I know why I love summer.
Light clothes and flip-flops, fresh tomatoes warm off the vine, walking
on the beach and skedaddling back from the froth at shore-line. These are the things I wait for all winter. But also it seems, each year
during the summer months, I can count on a weekend to arrive and deliver unexpected joy. I'll think each time as it happens...This is the one, and I'll settle in for the time, knowing whatever we are experiencing, it will never be replicated to the same degree. But no matter.
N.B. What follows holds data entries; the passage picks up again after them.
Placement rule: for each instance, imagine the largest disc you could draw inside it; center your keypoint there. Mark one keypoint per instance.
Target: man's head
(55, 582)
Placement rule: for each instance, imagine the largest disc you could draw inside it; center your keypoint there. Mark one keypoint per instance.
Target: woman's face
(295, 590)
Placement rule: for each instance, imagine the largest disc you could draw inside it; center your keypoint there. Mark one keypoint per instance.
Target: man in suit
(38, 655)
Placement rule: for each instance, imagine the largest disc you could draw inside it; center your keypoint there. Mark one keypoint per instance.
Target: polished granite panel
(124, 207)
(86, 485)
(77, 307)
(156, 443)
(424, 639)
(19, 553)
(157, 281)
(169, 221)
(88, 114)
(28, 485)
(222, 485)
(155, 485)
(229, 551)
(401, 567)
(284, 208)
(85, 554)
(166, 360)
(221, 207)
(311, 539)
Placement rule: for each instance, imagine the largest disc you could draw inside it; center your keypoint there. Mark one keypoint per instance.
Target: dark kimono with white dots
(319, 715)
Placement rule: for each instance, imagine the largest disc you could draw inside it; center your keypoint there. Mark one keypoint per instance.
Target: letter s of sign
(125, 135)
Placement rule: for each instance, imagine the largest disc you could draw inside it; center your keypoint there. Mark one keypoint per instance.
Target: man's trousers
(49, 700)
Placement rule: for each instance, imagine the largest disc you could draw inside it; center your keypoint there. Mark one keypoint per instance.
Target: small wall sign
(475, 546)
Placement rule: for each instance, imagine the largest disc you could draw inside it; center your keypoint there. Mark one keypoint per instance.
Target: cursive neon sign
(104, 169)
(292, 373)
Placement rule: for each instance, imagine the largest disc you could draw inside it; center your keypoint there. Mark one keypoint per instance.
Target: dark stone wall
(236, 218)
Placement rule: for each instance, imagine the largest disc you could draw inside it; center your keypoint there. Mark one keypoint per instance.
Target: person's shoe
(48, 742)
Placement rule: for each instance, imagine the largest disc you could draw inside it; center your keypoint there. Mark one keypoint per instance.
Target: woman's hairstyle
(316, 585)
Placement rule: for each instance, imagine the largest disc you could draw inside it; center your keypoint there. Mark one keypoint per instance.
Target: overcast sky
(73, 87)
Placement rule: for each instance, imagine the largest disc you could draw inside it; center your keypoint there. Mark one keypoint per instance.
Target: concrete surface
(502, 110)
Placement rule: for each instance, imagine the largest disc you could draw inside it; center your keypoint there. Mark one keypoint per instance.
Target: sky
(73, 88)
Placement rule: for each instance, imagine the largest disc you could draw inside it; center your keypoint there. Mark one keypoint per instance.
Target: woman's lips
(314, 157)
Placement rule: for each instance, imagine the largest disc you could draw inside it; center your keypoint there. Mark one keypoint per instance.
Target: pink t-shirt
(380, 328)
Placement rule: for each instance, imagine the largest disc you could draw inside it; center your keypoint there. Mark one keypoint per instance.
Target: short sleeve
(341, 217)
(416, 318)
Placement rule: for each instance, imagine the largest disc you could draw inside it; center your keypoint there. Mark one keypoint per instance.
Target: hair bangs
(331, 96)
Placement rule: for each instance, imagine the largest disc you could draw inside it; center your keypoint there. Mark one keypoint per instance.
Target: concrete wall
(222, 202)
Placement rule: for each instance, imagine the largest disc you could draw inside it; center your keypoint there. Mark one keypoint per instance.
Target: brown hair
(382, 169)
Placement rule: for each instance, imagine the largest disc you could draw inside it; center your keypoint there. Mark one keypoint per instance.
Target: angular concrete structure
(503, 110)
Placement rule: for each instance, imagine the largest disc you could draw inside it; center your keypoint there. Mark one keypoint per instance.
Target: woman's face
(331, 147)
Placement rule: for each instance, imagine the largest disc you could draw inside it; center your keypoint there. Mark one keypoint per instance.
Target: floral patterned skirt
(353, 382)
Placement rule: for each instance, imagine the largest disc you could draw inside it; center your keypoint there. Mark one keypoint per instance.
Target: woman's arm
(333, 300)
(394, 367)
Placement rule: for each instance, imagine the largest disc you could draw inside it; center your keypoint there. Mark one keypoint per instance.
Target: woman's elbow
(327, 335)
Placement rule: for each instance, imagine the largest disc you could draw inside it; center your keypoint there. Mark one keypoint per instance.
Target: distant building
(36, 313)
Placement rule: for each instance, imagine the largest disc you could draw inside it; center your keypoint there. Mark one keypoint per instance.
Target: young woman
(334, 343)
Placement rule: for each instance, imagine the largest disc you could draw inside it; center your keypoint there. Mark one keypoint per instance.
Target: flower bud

When it's over, I'll savor the memory
for the freedom and peace and heart-ease it delivered.
The plan was to join my husband’s brother and his wife at a camp they have use of on a lake in mid-Maine, but the weather, calling for cool, overcast
and showery, didn’t cooperate. So instead, we met them at their home, outside
of Portland, and decided to wander the city.
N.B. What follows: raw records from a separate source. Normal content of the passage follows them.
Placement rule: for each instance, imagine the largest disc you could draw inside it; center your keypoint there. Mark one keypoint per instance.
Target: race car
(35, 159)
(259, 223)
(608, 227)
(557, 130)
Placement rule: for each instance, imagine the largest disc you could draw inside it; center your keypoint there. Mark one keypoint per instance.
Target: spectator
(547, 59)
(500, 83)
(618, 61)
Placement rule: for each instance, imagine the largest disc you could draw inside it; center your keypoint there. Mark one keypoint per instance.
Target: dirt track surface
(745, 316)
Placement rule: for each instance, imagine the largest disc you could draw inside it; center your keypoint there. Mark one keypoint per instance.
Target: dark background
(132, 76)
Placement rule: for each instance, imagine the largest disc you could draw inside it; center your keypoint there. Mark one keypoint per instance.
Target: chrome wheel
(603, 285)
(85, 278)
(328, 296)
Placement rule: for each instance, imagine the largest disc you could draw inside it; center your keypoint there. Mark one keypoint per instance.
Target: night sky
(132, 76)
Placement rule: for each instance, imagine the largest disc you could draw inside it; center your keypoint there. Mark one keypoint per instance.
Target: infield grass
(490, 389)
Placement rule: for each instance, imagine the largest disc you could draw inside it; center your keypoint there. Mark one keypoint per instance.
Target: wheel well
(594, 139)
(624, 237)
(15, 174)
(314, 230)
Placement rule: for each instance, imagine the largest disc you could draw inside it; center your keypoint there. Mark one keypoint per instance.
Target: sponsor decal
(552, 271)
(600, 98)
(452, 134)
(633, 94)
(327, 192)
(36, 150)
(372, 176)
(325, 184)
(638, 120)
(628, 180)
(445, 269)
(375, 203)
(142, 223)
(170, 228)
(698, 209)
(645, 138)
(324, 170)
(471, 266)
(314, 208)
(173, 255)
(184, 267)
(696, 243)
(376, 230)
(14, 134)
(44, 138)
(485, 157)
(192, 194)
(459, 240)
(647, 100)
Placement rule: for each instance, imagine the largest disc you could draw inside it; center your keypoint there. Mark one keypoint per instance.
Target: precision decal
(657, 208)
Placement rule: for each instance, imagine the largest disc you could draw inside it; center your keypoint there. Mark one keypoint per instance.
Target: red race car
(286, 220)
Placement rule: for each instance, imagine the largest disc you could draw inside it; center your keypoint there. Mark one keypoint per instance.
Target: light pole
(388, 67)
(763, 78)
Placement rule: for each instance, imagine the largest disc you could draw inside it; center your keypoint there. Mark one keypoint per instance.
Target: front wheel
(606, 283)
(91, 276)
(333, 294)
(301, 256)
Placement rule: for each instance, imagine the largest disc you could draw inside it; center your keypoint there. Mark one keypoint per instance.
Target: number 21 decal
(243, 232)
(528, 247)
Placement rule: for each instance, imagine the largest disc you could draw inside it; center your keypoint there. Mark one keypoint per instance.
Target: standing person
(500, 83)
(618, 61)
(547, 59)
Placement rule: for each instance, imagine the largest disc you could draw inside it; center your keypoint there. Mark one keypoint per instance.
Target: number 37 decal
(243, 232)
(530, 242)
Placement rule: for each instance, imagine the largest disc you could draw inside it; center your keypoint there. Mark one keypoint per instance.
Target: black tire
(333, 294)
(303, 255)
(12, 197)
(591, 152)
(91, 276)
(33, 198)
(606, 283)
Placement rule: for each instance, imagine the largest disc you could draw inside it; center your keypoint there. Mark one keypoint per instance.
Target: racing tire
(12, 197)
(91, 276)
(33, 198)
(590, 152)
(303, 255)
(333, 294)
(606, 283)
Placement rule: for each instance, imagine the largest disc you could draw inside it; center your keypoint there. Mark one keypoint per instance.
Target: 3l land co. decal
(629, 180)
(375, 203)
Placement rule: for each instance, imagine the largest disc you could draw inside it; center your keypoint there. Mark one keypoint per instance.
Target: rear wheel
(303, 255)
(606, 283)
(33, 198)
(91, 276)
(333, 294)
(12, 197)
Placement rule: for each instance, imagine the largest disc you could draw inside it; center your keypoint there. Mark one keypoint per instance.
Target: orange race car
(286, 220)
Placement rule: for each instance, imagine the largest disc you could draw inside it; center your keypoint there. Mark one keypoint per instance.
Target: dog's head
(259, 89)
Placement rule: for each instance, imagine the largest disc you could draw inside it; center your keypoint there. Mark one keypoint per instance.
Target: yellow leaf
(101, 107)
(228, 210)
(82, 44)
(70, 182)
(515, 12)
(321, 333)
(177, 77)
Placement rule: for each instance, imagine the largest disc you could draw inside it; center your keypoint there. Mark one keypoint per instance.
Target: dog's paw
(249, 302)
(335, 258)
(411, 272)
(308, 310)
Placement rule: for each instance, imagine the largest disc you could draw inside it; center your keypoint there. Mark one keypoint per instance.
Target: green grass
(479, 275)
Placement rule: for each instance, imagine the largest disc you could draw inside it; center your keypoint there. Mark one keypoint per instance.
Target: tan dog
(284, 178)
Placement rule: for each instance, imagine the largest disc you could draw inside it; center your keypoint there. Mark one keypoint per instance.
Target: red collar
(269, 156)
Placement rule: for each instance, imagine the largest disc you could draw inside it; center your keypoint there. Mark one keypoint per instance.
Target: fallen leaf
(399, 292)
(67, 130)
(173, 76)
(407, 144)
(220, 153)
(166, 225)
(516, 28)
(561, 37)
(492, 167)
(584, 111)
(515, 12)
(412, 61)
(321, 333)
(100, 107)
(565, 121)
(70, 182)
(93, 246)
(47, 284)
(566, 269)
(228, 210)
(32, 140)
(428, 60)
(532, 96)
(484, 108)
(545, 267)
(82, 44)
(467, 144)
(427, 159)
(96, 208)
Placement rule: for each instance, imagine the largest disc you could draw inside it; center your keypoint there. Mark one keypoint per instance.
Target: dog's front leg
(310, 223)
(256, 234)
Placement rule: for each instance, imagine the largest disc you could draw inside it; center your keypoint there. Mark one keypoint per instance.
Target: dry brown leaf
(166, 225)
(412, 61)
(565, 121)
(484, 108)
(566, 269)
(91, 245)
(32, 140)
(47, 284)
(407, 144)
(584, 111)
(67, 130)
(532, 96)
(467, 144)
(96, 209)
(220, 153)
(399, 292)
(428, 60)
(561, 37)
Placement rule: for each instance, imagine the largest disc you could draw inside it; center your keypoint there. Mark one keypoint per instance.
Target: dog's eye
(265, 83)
It was just one of those things, “tinkle” shopping we call it, drifting
down the street in Old Port, stopping where we wanted, tasting, sipping,
fingering, finally stopping for lunch, where I ate an inspired sandwich, bacon,
goat cheese and tomato…try it, it will not disappoint. Late in the afternoon, we found ourselves trekking
through Monument Square, and to the top of the Westin Hotel, for a glass of wine
with a 360 degree view of Portland, up where the wind buffeted the seagulls as
they dipped and soared. The sky had
cleared by then, and while we watched, a dot on the horizon became a hot air balloon drifting by, red and
colorful against a back drop of city and sky…a detail, yet one that made the day
memorable and complete.
We returned home the next day, in time to scoop up our
daughter and head south, to Cape Cod and the Barnstable County Fair. We aren’t huge fair goers, but we’d agreed
long ago to attend this one, to see a family musical group perform. I’m not much for pop-culture, but every once
in a while my daughter clues me in to something that hits…well, a cord. In this case, it’s the Willis Clan, a family
of singer/dancers from Tennessee. One
Saturday night about two months ago, my daughter said, “Listen, Mom. You’ll
like this,” before playing a couple of their songs, ethereal, evocative,
violins, Irish flute, the bodhran, music that always drapes my heart. She was right. Soooo, Sunday, off we went…to watch twelve
children born to the same two parents, (who if you ask me look like kids too), in
an hour-long performance of music that literally brought me to tears with its
beauty. Afterwards, the entertainers,
age 23 and downward, stood there patiently, and with good humor, signing
autographs and taking pictures with a line of folks snaking through the
fairground.
It’s another detail to clutch at like the red balloon. Remember the day we went to the fair?